Yields fall on weak housing data

16 May, 2017

Housing starts dropped 2.6 percent to a seasonally adjusted annual rate of 1.17 million units, the Commerce Department said on Tuesday. That was the lowest level since last November and followed a downwardly revised rate of 1.20 million units in March.

"People had been anticipating continued strength in the housing market even with rising rates, based on the momentum from 2016," said Jim Vogel, an interest rate strategist at FTN Financial in Memphis, Tennessee.

"Traders and investors are going to be sensitive to any indication that there might be more rate sensitivity than people thought," Vogel added.

Benchmark 10-year notes  were last down 2/32 in price to yield 2.35 percent, down from 2.36 percent before the data.

The weak housing data came after a New York state manufacturing survey on Monday turned negative for the first time since October, and after weaker-than-expected US consumer inflation data for April on Friday.
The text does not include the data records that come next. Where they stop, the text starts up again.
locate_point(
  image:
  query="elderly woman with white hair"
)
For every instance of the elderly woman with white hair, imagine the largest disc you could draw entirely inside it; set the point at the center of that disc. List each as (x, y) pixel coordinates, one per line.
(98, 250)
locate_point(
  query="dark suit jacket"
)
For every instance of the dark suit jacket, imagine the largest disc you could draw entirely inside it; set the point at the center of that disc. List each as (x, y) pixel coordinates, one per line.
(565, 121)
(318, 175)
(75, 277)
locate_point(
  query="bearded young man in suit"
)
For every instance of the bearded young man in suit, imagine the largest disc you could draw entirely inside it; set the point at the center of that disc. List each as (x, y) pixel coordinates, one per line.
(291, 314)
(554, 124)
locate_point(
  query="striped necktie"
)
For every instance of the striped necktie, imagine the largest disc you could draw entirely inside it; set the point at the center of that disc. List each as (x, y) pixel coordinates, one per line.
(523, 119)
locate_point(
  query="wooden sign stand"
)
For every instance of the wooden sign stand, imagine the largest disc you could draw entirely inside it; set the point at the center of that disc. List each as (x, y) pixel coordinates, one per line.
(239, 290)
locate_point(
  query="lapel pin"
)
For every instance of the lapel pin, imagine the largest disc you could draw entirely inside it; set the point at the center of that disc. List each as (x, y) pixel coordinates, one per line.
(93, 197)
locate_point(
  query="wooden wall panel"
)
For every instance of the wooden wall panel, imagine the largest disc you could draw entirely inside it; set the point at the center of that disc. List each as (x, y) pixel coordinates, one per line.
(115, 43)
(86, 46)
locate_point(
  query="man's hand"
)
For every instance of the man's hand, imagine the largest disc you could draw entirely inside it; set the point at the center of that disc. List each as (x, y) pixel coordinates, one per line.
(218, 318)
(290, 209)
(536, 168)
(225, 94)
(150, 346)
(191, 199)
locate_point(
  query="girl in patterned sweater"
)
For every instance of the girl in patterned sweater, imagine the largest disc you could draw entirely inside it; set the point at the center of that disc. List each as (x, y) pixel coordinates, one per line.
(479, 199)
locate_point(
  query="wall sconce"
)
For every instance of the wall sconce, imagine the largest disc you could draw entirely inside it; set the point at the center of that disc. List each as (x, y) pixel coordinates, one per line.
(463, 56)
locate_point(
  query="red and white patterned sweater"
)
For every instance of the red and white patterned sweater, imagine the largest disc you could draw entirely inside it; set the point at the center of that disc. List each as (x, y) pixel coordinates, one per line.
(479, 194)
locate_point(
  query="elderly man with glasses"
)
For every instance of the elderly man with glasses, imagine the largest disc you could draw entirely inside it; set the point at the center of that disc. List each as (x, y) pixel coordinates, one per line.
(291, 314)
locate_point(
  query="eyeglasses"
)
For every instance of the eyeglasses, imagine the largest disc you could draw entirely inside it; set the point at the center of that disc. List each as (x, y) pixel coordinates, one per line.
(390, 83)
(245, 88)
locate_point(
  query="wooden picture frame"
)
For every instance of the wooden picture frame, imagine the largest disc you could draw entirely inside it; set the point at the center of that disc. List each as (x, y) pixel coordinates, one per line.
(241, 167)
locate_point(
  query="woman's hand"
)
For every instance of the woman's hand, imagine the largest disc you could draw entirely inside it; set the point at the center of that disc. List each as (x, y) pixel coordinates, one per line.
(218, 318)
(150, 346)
Bucking the trend was other data on Tuesday showing that US factory output in April rose at its fastest clip in three years on a surge in auto production.

Ten-year US bond yields have largely held in a range between around 2.20 percent and 2.40 percent since March 22 as investors wait on further clarity on whether the Trump administration is likely to pass tax and fiscal overhauls this year.

The measures are expected to boost economic growth, making further interest rate increases more likely.

Futures traders have reduced expectations that the Fed will raise rates in June, though a rate increase that month is still viewed as likely.

Futures traders are pricing in a 74 percent chance of a June hike, down from 83 percent a week ago, according to the CME Group's FedWatch Tool.

The traders see only a 46 percent chance that two or more rate increases will be made by the Fed's December meeting, however, despite Fed officials repeating that they view two additional rate increases this year as likely.